Che poi ci sia tutto un filone di fighetti della nuova sinistra al caviale che ci parlano delle nostre società interconnesse, del mondialismo, della proletarizzazione a macchia di leopardo delle vecchie società occidentali, dei nuovi ricchi e nuovi poveri che avanzano e retrocedono, della caotica e contraddittoria forma delle dinamiche sociali e produttive, si tratta solo di fumo negli occhi, di confusione del moto del mare con i moti dell’aria, e insomma di un gioco di posizionamento in cui i furbetti e scaltretti della nuova gauche caviar, veicolati da certi personaggi di culto (sic!) e host televisivi (vedi lo scaltrissimo e furbetto F.Fazio, basta vedere i suoi occhietti ben desti, o la signora Gabanelli, vero cult al femminile, sorta di eroina post rinascimentale), cercano di assicurarsi le poltrone di prima fila che conducono alla pappatoia (si perché poi tutti mangiamo, chi più e chi meno).
Per capire chi era Eco, occorre tenere a mente questa sua frase estratta da
Sette anni di desiderio: (tra parentesi note mie..
-si parla (si dice, dicono, alcuni dicono…) di crisi delle ideologie. Errore. Caso mai bisognerebbe parlare di modificazione delle ideologie.
E’ caratteristico delle nuove ideologie, non essere riconoscibili come tali, così che possano essere vissute (riconosciute) come verità.-
Ecco, noi, noi altri, si noi, non aggiungiamo altro: ci beiamo di questa perla di Eco per capire come gira il mondo e la testa della sinistra al caviale o meno.
Certamente non attendiamo che a rivelarci quali sono le nuove ideologie siano proprio costoro: non ne abbiamo bisogno, anche se non ne hanno avute abbastanza di sconfitte clamorose durante tutti i decennni passati, forse continuano a ritenere di poter vincere la guerra in una mitica battaglia finale. Se si vuole poi sostenere che si prendono posizioni antagoniste per spirito dialettico e anche pratico, su questo siamo noi d’accordo: del resto, destra e sinistra sono termini creati in occasione deì posti occupati all’Assemblea nella Parigi della pallacorda. Lo vediamo tutti i giorni: grandi idee,grandi progetti sociali, politici, filosofici, per poi finire all’atto pratico per passare nell’imbuto e poi nel tritacarne del casereccio, del questo lo fo io, noni semo stati li primi, eccetera. Insomma, stesse soluzioni a stessi problemi, ma con qualche pagliuzza negli occhi differente.

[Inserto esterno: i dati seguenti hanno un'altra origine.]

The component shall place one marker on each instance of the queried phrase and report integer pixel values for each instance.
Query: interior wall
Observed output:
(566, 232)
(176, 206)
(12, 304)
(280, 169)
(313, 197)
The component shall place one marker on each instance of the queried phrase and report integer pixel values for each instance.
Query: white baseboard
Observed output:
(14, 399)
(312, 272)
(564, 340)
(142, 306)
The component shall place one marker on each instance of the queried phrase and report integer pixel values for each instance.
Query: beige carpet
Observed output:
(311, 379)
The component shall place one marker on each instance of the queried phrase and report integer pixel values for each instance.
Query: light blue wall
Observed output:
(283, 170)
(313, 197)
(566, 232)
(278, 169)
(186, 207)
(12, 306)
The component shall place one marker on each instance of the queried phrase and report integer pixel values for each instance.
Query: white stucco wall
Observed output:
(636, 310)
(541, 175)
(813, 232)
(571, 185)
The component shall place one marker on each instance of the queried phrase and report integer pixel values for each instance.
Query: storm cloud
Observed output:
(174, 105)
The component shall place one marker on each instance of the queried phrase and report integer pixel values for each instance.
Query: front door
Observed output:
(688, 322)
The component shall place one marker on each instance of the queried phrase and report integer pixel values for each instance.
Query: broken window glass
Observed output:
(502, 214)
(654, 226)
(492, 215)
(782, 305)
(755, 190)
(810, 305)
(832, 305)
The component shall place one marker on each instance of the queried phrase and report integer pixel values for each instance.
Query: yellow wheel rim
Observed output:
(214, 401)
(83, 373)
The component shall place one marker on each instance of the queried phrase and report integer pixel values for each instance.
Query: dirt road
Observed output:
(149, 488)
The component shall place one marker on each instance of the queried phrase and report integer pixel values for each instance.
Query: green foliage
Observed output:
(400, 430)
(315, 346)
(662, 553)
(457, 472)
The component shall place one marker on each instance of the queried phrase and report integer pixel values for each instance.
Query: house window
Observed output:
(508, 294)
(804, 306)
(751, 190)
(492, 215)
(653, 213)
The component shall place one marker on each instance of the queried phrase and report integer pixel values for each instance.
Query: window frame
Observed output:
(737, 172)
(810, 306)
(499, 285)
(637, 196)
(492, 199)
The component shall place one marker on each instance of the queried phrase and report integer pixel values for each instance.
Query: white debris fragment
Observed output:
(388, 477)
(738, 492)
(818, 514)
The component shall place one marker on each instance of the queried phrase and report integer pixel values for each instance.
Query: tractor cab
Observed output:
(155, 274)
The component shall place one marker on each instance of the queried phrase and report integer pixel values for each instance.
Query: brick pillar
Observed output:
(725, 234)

Ecco spiegato ai miei allievi, cosa significa nuveau realisme, ritorno al reale. Del resto, basterebbe rileggersi un piccolo saggio di Stuart Mills di inizio anni sessanta, che poi ha ispirato tutta la campagna dei Caennedii (questa è l’origine del loro nome, mi dicono). Ogni tanto lo rileggo perché sembra scritto due giorni fa. Per dire ai miei allievi che non c’è niente di nuovo sotto le coperte, sempre la solita carne macera, e a volte sepolcrale, e classicamenter imbiancata.